For a much better description of recursion you can read the Wikipedia article here – https://en.wikipedia.org/wiki/Recursion_(computer_science)

The Code

It is still a work in progress but after iterations of playing with linked lists, multiple for loops, this is what I landed on.

func findChildOfCert(certs []x509.Certificate, cert x509.Certificate) x509.Certificate {
	if len(certs) <= 1 {
		return cert
	}
	result := cert
	for _, item := range certs {
		if item.Issuer.CommonName == cert.Subject.CommonName {
			return findChildOfCert(certs, item)
		}
	}

	return result
}

It is kicked off in a parent function via

childCert := findChildOfCert(cs, cs[0])

Where cs is a slice (Golang speak for array) of certificates much like “certs” in the recursive function.

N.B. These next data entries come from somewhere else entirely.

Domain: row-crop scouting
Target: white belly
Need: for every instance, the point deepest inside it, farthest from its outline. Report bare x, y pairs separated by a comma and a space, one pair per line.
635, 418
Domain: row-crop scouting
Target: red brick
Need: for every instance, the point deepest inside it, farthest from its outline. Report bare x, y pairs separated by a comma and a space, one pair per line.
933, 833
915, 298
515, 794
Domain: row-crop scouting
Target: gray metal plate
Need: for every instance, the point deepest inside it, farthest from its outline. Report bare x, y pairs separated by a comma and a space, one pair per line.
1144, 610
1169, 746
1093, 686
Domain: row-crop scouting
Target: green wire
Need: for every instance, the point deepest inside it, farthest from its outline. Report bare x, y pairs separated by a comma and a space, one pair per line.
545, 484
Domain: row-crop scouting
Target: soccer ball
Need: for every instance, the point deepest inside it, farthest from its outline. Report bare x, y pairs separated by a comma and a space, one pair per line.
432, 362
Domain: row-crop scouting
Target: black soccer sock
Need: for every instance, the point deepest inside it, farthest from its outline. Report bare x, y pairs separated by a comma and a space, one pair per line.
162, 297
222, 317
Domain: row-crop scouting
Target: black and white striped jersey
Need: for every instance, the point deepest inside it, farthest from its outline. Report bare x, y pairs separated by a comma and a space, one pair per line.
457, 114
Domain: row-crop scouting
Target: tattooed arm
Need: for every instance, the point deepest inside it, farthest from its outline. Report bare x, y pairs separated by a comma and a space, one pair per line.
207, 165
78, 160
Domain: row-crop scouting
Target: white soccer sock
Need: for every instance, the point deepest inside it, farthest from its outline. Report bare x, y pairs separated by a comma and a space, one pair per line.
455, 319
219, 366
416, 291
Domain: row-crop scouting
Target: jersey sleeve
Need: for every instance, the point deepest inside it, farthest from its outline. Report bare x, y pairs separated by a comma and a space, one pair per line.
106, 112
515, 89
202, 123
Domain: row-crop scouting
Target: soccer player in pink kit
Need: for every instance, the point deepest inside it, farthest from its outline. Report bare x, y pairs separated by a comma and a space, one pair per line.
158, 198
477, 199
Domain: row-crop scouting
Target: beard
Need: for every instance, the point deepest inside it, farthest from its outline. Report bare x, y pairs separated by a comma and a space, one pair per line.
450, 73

We pass it the list of certificates and the very first one.

On the first call it checks to see if this certificate issued any others in the list. If so, it calls the function again with the issued certificate( more child than the current ) and does the process over again.

When it cannot find a certificate issued by the currently iterated certificate (most child record), the for loop exits and it simply passes the original cert that the function was called with. At that point, the stack completely unwinds, passing the “answer” certificate all the way down. That result is provided to the childCert variable.

Validating the Cert

Golang provides a few options for validating the cert. Once you have the most child certificate, you can do something like the below.

for i := range cs {
	if !cs[i].Equal(&childCert) {
		roots.AddCert(&cs[i])
	}
}

opts := x509.VerifyOptions{
	Intermediates: roots,
}

opts2 := x509.VerifyOptions{
	Roots: roots,
}

if _, err := childCert.Verify(opts); err != nil {
	status = append(status, "Not Trusted By Root - failed to verify certificate: "+err.Error())
} else {
	status = append(status, "Trusted Chain")
}

if _, err := childCert.Verify(opts2); err != nil {
	status = append(status, "Not Valid(contiguous) - failed to verify certificate: "+err.Error())
} else {
	status = append(status, "Valid Chain")
}

I load up a “roots” slice of the roots provided. I also exclude the child certificate from this. From there I perform two validations. One that the chain is trusted, meaning it rolls up to one that is trusted by the source used. The other validation is that the chain is valid. Is there continuity in the chain or is it broken. A chain can be valid but un trusted. Knowing the difference may help you in a rare case.

Stack Overflow

I actually found a stack overflow doing a regression test with a self signed certificate. The code above actually ended up comparing the certificate to itself over and over again and trying to keep going down the rabit hole. It ended up with the following

runtime: goroutine stack exceeds 1000000000-byte limit
fatal error: stack overflow

runtime stack:
runtime.throw(0x1332651, 0xe)
	/usr/local/go/src/runtime/panic.go:774 +0x72
runtime.newstack()
	/usr/local/go/src/runtime/stack.go:1046 +0x6e9
runtime.morestack()
	/usr/local/go/src/runtime/asm_amd64.s:449 +0x8f

goroutine 24 [running]:
tools.woohoosvcs.com/certdecoder.findChildOfCert(0xc0000d6b00, 0x1, 0x1, 0xc0000b8800, 0x3da, 0x3ea, 0xc0000b8804, 0x2c2, 0x3e6, 0xc0000b89a0, ...)

tools.woohoosvcs.com/certdecoder/certdecoder.go:180 +0x1d0 fp=0xc020114ef8 sp=0xc020114ef0 pc=0x128a210
tools.woohoosvcs.com/certdecoder.findChildOfCert(0xc0000d6b00, 0x1, 0x1, 0xc0000b8800, 0x3da, 0x3ea, 0xc0000b8804, 0x2c2, 0x3e6, 0xc0000b89a0, ...)

tools.woohoosvcs.com/certdecoder/certdecoder.go:184 +0x1a3 fp=0xc020116920 sp=0xc020114ef8 pc=0x128a1e3
tools.woohoosvcs.com/certdecoder.findChildOfCert(0xc0000d6b00, 0x1, 0x1, 0xc0000b8800, 0x3da, 0x3ea, 0xc0000b8804, 0x2c2, 0x3e6, 0xc0000b89a0, ...)

tools.woohoosvcs.com/certdecoder/certdecoder.go:184 +0x1a3 fp=0xc020118348 sp=0xc020116920 pc=0x128a1e3

Luckily my unit testing caught this and this would have never gone to production due to that unit testing. If you’re not sure what unit testing is check out my article Unit Testing Golang on App Engine. The fix was simple though in that to make sure my recursive function doesn’t compare a cert to itself using the .IsEquals() function

Final Words

In this we walked through a useful use case for recursion and the background of the technology that needed it. I even provided some of the errors that happen when you fail to use recursion properly as I accidentally did!